/polya

Hierarchical Bayesian Nonparametrics (Python/C++)

Primary LanguageC++MIT LicenseMIT

Polya is a Python/C++ library for performing inference with Pólya urn models (including Chinese restaurant processes) with an emphasis on (hierarchical) Pitman-Yor processes, although Dirichlet processes and Dirichlet-multinomial (and Beta-binomial) models could be handled as special cases with minor modifications. Nonparametric mixture modelling is also partially supported (only when the number of components is bounded, for now).

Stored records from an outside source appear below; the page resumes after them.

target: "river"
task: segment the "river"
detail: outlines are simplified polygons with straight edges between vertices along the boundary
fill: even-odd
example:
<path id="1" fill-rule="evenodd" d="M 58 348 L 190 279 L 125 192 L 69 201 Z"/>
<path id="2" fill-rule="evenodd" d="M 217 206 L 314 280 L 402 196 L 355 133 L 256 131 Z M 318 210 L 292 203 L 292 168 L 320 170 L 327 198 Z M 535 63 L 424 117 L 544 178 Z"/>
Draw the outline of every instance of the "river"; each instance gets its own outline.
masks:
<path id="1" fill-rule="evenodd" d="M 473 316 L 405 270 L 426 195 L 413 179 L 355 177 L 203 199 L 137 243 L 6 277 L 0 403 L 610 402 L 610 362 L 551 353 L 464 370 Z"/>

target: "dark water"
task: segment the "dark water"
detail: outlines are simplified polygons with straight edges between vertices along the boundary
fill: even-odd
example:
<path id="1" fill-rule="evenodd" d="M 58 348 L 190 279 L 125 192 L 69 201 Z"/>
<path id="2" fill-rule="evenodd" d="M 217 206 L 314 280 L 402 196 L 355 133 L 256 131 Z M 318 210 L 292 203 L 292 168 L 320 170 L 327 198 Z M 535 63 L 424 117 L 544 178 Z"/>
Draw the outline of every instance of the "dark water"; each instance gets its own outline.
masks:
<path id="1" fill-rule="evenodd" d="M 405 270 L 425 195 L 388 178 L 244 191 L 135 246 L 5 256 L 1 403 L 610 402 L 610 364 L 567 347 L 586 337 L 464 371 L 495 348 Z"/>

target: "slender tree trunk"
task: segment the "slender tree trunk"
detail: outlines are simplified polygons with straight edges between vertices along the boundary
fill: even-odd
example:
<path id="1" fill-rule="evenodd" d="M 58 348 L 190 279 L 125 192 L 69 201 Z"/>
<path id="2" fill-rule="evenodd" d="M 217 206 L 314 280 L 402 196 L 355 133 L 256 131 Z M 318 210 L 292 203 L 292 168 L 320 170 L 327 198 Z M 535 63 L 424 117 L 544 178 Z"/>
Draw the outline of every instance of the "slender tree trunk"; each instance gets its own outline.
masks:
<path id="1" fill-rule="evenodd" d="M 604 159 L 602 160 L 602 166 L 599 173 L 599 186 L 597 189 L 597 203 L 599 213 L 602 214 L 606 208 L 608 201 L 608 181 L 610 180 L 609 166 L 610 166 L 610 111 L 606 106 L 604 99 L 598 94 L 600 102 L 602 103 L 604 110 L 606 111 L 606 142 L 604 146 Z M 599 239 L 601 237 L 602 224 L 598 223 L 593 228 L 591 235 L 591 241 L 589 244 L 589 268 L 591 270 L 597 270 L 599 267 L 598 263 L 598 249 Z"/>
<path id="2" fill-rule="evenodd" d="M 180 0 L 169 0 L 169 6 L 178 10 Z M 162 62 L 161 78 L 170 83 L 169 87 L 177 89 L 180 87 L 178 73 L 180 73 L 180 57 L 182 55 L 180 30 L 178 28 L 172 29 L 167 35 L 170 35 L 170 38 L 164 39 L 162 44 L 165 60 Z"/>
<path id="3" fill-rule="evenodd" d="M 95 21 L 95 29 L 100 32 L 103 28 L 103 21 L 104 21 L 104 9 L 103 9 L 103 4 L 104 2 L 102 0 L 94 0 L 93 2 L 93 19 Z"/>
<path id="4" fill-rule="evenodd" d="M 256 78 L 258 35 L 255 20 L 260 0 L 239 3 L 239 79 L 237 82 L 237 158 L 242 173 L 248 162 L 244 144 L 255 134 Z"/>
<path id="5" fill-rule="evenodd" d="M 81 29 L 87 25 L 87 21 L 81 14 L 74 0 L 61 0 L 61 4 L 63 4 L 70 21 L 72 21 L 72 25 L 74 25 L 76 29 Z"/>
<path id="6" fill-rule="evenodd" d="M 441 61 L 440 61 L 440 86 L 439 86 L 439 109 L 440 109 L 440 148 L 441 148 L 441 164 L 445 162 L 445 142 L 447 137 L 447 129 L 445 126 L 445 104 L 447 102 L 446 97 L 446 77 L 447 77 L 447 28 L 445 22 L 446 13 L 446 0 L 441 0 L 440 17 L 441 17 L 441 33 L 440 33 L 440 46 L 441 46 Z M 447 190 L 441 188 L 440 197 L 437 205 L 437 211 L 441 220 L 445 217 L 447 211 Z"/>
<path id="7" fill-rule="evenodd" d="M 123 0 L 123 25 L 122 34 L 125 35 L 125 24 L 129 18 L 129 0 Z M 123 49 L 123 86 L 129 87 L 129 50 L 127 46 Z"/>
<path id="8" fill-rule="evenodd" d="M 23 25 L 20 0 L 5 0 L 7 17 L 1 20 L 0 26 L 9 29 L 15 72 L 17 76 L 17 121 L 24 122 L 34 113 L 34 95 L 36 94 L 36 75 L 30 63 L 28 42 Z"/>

Example implementations of the hierarchical Pitman-Yor language model (HPYLM), the doubly-HPYLM (DHPYLM), and the PYP-HMM are also provided:

$ cd data && python brown.py && python sou.py && cd ..
$ ./hpylm.py < data/brown.reduc.txt > hpylm.log
Perplexity: 231.818141085
$ cat data/{sou.norm.train,brown.norm,sou.norm.test}.txt | \
    ./hpylm.py 3 `wc -w < data/sou.norm.test.txt` > union.log
Perplexity: 169.793801556
$ ./dhpylm.py 3 data/{sou.norm.test,sou.norm.train,brown.norm}.txt > dhpylm.log
Perplexity: 159.532152794
$ ./pyphmm.py < data/brown.tagged.simp.txt > pyphmm.log
M-1: 81.1001970389